Director: Wes Ball
Cast: Owen Teague, Kevin Durand, Freya Allan, William H. Macy
Have I Seen It Before: Nope. Brand new…?
Did I Like It: On spec this film has a lot working in its favor, and a lot working against it. For one, the previous trilogy of Apes films took a moribund franchise* and infused in with more than enough good will to go around. In my review of those films, I struggled to find anything that might not have been up to snuff, even with Rise of the Planet of the Apes (2011) my least favorite of those three films.
On the other hand, the fundamental engine which made those films as special as they are—spoilers, it is Andy Serkis—is nowhere to be found.
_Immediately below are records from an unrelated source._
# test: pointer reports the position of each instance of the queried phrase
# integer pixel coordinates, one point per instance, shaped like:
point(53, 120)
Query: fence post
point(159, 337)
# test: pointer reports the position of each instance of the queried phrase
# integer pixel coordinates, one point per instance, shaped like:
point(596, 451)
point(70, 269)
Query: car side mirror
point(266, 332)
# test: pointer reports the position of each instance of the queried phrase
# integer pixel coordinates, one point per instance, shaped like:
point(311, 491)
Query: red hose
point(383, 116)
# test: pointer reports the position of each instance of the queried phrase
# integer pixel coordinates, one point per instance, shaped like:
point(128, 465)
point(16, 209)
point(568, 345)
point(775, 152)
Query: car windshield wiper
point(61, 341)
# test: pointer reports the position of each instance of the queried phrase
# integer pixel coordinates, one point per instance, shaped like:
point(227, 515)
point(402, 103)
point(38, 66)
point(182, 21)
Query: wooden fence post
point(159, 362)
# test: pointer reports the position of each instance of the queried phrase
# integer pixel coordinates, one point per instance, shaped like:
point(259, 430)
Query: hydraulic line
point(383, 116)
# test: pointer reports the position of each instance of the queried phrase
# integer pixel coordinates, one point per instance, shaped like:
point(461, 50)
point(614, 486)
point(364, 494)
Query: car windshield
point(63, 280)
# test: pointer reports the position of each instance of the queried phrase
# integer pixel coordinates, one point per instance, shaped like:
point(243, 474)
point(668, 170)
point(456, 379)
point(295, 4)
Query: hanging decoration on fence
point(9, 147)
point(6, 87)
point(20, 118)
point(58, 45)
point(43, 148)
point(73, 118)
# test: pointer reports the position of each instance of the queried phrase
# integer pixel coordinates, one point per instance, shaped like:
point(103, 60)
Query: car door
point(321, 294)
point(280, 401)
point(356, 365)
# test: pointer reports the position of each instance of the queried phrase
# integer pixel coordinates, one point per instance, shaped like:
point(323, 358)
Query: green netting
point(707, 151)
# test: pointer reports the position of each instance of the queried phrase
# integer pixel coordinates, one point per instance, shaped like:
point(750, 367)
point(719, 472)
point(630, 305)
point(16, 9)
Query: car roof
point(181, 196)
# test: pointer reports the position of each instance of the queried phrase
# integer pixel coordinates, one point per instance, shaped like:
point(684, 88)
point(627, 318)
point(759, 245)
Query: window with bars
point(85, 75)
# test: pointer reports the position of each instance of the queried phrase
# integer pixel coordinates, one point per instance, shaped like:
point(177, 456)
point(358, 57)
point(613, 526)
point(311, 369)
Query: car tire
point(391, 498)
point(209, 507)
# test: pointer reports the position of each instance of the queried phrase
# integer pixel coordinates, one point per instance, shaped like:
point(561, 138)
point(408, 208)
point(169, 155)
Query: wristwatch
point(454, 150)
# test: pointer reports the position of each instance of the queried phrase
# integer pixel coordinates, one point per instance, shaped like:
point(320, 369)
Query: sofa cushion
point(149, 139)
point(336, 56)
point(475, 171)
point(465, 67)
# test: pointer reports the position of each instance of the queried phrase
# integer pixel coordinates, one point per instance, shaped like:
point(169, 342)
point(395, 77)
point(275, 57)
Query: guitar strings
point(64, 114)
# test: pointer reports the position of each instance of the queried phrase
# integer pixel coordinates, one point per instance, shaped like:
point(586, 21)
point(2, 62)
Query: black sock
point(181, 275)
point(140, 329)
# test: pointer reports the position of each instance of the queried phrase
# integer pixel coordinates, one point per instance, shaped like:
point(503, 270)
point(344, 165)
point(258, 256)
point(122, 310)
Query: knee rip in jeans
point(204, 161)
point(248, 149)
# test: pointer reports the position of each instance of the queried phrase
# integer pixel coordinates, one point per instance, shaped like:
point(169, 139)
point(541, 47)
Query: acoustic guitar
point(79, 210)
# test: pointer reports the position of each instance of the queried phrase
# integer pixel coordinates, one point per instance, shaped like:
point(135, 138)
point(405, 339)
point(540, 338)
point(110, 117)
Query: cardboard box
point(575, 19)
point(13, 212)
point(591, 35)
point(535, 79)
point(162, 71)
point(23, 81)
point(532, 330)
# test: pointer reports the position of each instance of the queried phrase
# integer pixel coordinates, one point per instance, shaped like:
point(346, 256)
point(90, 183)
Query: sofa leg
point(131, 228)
Where does that leave this film? Mostly fine. I think Owen Teague especially equates himself rather well, when he could have been overwhelmed by the legacy of the truly great performance which preceded him. He has a certain sensitive quality which brings to mind Roddy McDowall, and feels perfectly at home in this story taking place as the titular planet is more fully taken over by the titular apes.
The film that surrounds Teague’s Noa isn’t quite as good as its predecessors, although tis certainly a fair sight better than most of the movies for which the aforementioned Roddy McDowall had to politely show up. The larger portion of the first half of the film drags interminably, and feels like it is borrowing too heavily from the Serkis-led films. Each of the predecessors felt like a different from each other, which is enough of a small miracle from a modern blockbuster series. Once things pick up and the goals of the still-verbal humans out in the world become clear, things are a bit more interesting, but ultimately not as well-crafted. War brought the human race even lower, but this one seems to insist on retconning that to the point that almost most of the humans are behaving as if the Simian flu had only broken out last year as opposed to 300 years ago. It makes the saga all a bit murky, although, again, not nearly as murky as the time-loopy stuff of previous films…
Although if there are more Apes to come, maybe they’ll come around to that stuff too. More than a few characters do spend more than a little amount of time looking out through telescopes during the film, if you catch my meaning.
*For once, I’m not specifically trying to drag the later work of Tim Burton. For all of the charm that the latter entries in the original Apes films have, they weren’t exactly the big-time awe-inspiring experience of the original.